Zdjęcie: Adobe Stock
Przechowywanie informacji w pamięci roboczej – nawet jeśli nie jest to główny cel – opiera się na ciągłej aktywności neuronalnej. Ta wiedza pochodzi z przełomowych badań prowadzonych pod kierunkiem dr. Jana Kamińskiego w Instytucie Nenckiego PAN, szczegółowo opisanych w czasopiśmie „Nature Human Behavior” .
Często porównywana do kognitywnego środowiska pracy, pamięć robocza działa jak tymczasowy system przechowywania krytycznych danych, zanim zostaną one usunięte lub przeniesione do pamięci długotrwałej. Umożliwia nam przywołanie kodu BLIK, śledzenie kroków przepisu lub wykonywanie obliczeń w pamięci.
„Zbadaliśmy neuronalne podstawy pamięci roboczej. Kwestionując powszechnie uznawaną hipotezę aktywności i ciszy, nasze odkrycia ujawniają, że nawet myśli pozostające bez nadzoru w pamięci roboczej są podtrzymywane przez ciągłą aktywność neuronalną” – zauważył główny badacz, dr Jan Kamiński z Laboratorium Neurofizjologii Umysłu, w rozmowie z PAP.
– Sugeruje to, że neuronalne sygnały elektryczne utrzymują się przez cały czas trwania naszych procesów poznawczych — bez względu na to, czy myśl jest aktywnie zaangażowana, czy też pozostaje jedynie w stanie czuwania — dodaje.
Badanie, którego wyniki opublikowano w czasopiśmie Nature Human Behavior , zostało przeprowadzone przez dr Katarzynę Paluch.
Zdolność pamięci roboczej do przetwarzania wielu strumieni danych jest widoczna w grach pamięciowych. Szukając ukrytych par kart, gracze na chwilę skupiają się na położeniu jednej karty, jednocześnie zachowując inne w rezerwie. Te szczegóły tła pozostają dostępne, mimo że nie są aktywnie brane pod uwagę.
Zespół postawił sobie za cel odkrycie, w jaki sposób tymczasowo nieużywane informacje utrzymują się w pamięci. Wcześniejsze badania EEG i fMRI sugerowały „ciche przechowywanie” nieaktywnych elementów. Jednak metody te oceniają duże sieci neuronowe, potencjalnie zaciemniając subtelną aktywność w poszczególnych komórkach.

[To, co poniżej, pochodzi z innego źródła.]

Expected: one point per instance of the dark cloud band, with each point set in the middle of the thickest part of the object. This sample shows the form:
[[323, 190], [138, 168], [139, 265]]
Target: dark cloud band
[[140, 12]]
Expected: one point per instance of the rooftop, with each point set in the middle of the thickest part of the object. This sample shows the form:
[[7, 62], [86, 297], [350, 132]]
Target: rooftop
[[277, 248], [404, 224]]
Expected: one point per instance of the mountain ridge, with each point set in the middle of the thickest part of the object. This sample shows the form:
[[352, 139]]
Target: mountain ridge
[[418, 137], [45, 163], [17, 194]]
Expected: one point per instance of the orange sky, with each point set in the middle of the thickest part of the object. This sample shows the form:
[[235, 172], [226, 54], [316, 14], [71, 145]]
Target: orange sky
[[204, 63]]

Rejestrując aktywność pojedynczych neuronów u pacjentów z padaczką poddawanych procedurom diagnostycznym, grupa dr. Kamińskiego zastosowała innowacyjne podejście. Mikroelektrody wszczepione w przyśrodkowy płat skroniowy – kluczowy obszar pamięci – umożliwiły precyzyjne monitorowanie wzorców aktywności neuronalnej.

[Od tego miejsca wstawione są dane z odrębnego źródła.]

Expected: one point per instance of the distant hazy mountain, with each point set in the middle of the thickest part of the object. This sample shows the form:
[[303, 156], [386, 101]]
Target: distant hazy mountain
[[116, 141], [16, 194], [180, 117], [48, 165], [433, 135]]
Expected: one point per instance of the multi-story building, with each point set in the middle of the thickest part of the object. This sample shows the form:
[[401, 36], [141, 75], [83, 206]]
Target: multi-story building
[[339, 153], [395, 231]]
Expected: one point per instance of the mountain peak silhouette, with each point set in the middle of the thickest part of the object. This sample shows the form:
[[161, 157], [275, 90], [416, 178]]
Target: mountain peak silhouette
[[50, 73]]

„Około 30% przypadków padaczki jest opornych na farmakoterapię. Interwencja chirurgiczna często staje się konieczna, ale leczenie musi być poprzedzone dokładną lokalizacją napadu” – wyjaśnia Kamiński.
Podczas eksperymentów uczestnicy oglądali dwa znane obrazy – aktywnie obserwując jeden, a jednocześnie zapamiętując drugi. Neurony powiązane z obrazem, na który nie zwracano uwagi, wykazywały ciągłe pobudzenie, aczkolwiek ze zmienionym wzorcem w porównaniu z aktywnym skupieniem uwagi. Przesunięcie uwagi modyfikowało charakterystykę aktywności, ale nie wyciszało komórek.
Dowody te podważają koncepcję biernego przechowywania pamięci, potwierdzając wręcz, że pamięć robocza aktywnie przechowuje informacje niezależnie od ich bezpośredniego wykorzystania – wyjaśnia Kamiński.
Odkrycia te rzucają nowe światło na mechanizmy przechowywania neuronalnego, które mogą mieć znaczenie dla diagnozowania i leczenia schorzeń wpływających na pamięć roboczą, takich jak ADHD, OCD, schizofrenia i depresja.
– Nasza praca pogłębia nasze zrozumienie procesów poznawczych i może stać się inspiracją do opracowania lepszych strategii terapeutycznych w przypadku zaburzeń neurologicznych – podsumowuje Kamiński.